New Jersey, then, is still in dire fiscal shape. So is our tough-talking governor willing to reconsider his pet tax cut? Fuhgeddaboudit. Instead, he wants to fill the hole with one-shot budget gimmicks, including reneging on a promise to reduce borrowing for transportation investment and diverting funds from clean-energy programs. So much for fiscal responsibility.
 The solution is very straightforward: We need one-party government in this country, at least for the next eight years. That means those who are eligible to vote, especially the millions of Americans who would otherwise vote Democratic but never in their lives bothered to exercise the sacred franchise of citizenship must turn out this November, in a great wave, to sweep the Republican Party from existence. They must hand the Democratic Party control of the White House and both houses, including a filibuster-proof Senate which can reform the filibuster back to simple majority democratic rule; which means a 50 + 1 requirement to pass laws.

We need to return the Supreme Court to the people through the appointments attrition that will give a Democrat in the White House the opportunity to return a majority swing SCOTUS vote to the people. Finally, we need a constitutional amendment to outlaw Citizens United and eliminate by constitutional fiat the untrammeled influence of corporations over our institutions by removing corporate money from politics. We need to restore the power of Justice and our oversight agencies, like the SEC and the EPA, to conduct criminal investigations and punish the criminals on Wall Street and the corporate world. We need to see a perp walk.

No, we do not advocate a one-party state. But the state of our democracy is so imperiled by the corporate oligarchy and its political arm, the Republican Party, that the only solution which would right this ship of state, short of Thomas Jefferson's violent revolution, is to hand the reins of total political governing power to the only party which, though imperfect, has tried to govern responsibly in the national interest. When the Republican Party deliberately undermines our economic recovery from Republican-created depression in the interests of crony capitalism and globalized corporate profits, there is only one word that best describes this: TREASON.

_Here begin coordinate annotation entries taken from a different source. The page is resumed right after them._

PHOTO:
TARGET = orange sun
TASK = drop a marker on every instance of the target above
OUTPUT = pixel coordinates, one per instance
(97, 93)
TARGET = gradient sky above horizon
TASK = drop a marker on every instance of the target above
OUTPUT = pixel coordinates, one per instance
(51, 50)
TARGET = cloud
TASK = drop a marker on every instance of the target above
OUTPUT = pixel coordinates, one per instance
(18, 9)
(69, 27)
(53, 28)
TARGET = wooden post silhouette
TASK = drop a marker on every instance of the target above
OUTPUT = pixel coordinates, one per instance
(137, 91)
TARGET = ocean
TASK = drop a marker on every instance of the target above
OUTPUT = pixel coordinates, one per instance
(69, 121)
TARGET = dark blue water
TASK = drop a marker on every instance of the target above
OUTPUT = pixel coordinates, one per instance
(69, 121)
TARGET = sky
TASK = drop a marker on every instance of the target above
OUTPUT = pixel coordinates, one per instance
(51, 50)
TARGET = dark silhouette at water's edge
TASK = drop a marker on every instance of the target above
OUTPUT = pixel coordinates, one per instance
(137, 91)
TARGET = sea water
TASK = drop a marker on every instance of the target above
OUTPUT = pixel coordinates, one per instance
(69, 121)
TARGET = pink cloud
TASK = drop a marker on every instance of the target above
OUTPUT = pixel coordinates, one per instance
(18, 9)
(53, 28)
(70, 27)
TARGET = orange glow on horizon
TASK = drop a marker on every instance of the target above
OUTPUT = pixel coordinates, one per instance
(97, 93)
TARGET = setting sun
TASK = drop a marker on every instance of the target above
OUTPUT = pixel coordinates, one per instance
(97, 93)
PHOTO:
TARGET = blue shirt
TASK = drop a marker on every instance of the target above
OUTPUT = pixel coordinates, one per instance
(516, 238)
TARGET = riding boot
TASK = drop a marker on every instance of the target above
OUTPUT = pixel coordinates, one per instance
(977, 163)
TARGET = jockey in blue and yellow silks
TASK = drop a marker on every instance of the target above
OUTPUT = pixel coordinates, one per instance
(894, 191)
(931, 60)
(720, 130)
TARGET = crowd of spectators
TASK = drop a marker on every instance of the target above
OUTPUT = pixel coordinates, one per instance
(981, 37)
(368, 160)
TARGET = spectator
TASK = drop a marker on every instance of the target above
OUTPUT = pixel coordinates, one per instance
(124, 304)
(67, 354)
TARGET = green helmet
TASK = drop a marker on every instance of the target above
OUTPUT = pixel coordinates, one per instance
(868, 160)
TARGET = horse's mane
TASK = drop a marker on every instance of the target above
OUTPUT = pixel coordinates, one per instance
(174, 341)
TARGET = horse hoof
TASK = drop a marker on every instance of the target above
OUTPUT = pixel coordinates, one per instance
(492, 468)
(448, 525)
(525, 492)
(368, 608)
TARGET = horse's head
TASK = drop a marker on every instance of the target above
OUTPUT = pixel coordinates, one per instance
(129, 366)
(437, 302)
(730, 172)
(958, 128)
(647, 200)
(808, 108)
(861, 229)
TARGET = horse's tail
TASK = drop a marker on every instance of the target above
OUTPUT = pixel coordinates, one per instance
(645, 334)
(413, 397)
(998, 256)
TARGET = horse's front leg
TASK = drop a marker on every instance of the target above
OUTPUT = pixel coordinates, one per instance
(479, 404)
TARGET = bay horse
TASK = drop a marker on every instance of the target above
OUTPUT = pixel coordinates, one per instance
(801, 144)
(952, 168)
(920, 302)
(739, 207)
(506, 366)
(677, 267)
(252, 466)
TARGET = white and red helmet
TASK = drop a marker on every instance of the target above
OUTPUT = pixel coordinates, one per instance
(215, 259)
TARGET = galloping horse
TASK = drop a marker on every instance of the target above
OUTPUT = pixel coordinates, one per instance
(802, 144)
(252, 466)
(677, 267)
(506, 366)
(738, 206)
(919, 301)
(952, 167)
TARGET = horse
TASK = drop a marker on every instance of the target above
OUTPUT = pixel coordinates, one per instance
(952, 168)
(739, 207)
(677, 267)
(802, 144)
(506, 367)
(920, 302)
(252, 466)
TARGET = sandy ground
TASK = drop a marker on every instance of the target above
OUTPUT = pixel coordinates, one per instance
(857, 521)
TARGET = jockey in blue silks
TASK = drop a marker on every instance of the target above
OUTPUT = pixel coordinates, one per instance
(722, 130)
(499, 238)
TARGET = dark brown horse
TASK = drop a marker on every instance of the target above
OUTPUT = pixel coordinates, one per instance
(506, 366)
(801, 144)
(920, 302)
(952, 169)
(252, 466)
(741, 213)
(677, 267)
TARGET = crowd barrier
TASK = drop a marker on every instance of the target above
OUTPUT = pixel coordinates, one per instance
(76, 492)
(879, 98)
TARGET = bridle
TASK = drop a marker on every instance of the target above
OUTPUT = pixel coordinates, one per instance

Whether we choose to call them Paul Krugman's "Manchurian Candidates" or accept self-described RINO (Republican in name only) Alan Simpson's (of Simpson-Bowles deficit reduction notoriety) repudiation of his party, it ultimately boils down to the same thing. If the republic is to survive, this Republican Party must be destroyed at the polls, by the people. Cut out the cancer. It's the only way it can reconstitute itself as a responsible governing political institution.

Elections are great safety valves to exercise the will of the people. Will it, as expressed in poll after poll, happen? Given the extent of ignorance and corporate PAC-induced cynicism in the electorate, probably, tragically, not. Yet predictions of generational minority extremist Republican rule over lemmings savaged by growing hunger, income inequality, and a shredded safety net, are not the likely alternative. Unless We, The People participate, sadly there will be violence.* History is quite clear on this score. Something's got to give.

*PS. — I'm not advocating violence; this is an opinion based on historical verities. In fact, every time the Republicans make absurd comparisons between the U.S. and Greece they are, in effect, predicting violence in the streets. If it happens they'll have a ready-made talking point: We've become Greece. Inevitably, it will be an excuse for further crackdowns on our constitutional rights, such as the right to vote. (Oh wait ... that crackdown is already happening!)